Elle pleurait. Elle était encore dans le dortoir, dans son lit. Et elle pleurait. Elle leur avait dit qu'elle se sentait mal. Elle leur avait promis qu'elle irait à l'infirmerie. Mais elle n'irait pas. Elle ne leur avait pas menti. Elle se sentait vraiment mal.
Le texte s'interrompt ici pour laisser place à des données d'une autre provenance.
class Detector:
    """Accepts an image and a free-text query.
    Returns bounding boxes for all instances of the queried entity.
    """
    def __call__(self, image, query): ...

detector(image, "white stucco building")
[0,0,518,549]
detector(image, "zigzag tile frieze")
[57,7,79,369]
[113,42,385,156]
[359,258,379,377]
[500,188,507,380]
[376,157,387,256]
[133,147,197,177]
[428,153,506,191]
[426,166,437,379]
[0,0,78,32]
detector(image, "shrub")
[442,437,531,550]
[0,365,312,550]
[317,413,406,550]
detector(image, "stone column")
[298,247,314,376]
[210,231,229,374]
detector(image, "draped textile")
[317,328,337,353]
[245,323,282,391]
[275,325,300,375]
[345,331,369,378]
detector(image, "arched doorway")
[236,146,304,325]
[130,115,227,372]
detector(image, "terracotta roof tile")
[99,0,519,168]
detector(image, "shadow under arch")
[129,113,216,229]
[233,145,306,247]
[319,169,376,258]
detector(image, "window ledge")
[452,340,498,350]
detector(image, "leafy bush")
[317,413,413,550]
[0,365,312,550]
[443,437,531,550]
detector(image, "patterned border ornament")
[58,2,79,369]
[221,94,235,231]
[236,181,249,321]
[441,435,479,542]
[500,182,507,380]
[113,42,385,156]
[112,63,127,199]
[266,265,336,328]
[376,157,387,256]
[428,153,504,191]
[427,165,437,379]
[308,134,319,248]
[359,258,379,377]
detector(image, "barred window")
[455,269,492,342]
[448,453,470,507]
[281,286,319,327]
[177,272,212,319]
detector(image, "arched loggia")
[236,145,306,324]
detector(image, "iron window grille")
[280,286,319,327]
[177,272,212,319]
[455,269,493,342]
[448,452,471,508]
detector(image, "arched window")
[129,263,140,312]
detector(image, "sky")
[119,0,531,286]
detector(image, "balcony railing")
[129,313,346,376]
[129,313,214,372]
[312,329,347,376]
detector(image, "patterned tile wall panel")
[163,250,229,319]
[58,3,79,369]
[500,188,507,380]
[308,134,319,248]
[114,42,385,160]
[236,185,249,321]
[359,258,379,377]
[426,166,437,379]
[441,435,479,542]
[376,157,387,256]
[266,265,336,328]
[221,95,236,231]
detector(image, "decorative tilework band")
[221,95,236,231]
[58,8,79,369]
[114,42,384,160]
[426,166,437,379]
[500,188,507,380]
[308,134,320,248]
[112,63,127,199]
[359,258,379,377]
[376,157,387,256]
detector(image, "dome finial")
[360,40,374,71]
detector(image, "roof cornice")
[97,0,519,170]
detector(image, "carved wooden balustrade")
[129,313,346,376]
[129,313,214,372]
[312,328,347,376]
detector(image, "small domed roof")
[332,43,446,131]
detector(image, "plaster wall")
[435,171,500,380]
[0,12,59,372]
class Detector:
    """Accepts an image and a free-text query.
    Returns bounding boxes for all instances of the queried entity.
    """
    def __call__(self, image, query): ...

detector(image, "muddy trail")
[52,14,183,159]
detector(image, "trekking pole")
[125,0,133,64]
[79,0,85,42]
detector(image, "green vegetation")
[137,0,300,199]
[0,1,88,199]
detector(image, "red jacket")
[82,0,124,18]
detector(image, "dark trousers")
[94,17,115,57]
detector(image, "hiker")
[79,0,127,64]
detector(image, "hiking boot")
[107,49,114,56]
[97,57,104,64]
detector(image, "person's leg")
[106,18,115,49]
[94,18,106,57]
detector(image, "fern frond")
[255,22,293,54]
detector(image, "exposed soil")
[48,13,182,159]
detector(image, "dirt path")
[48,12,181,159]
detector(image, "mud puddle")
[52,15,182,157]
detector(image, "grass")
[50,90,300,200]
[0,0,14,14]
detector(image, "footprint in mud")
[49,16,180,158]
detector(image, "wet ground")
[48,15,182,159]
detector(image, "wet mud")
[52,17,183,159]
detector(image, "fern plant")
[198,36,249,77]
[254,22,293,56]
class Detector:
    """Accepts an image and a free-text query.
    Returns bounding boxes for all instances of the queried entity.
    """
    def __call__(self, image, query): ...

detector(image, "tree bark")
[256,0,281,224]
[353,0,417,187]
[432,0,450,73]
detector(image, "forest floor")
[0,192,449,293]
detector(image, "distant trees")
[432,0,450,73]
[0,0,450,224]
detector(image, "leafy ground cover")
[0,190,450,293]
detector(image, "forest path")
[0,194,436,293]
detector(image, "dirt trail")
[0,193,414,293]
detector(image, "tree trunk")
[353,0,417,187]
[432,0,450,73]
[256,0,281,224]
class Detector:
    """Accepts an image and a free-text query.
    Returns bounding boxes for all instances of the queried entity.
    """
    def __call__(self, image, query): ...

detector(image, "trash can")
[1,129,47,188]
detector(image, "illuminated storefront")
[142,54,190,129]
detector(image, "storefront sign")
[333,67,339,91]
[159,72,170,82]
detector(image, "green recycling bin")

Elle avait l'impression d'être vide, ou plutôt pleine. Pleine de larmes. Seulement des larmes. Et elle avait l'impression que son avenir ne serait que larmes. Rien d'autres. Jamais un rayon de soleil. Et elle savait que rien ne pourrait la guérir.

Elle se leva, mit un jean, un T-shirt délavé, et un vieux pull. Elle glissa la fiole dans sa poche, et sortit du dortoir. Elle savait où elle devait aller. C'était comme une évidence. Tout devait se terminer là-bas. Elle pleurait toujours, mais silencieusement. Elle ne voulait pas que quelqu'un l'entende et la fasse changer d'avis. Durant trois jours elle avait réfléchi. Puis elle avait choisit. Enfin, elle arriva au bout de ce couloir. Celui où tout avait commencé, tout avait continué, tout allait se terminer…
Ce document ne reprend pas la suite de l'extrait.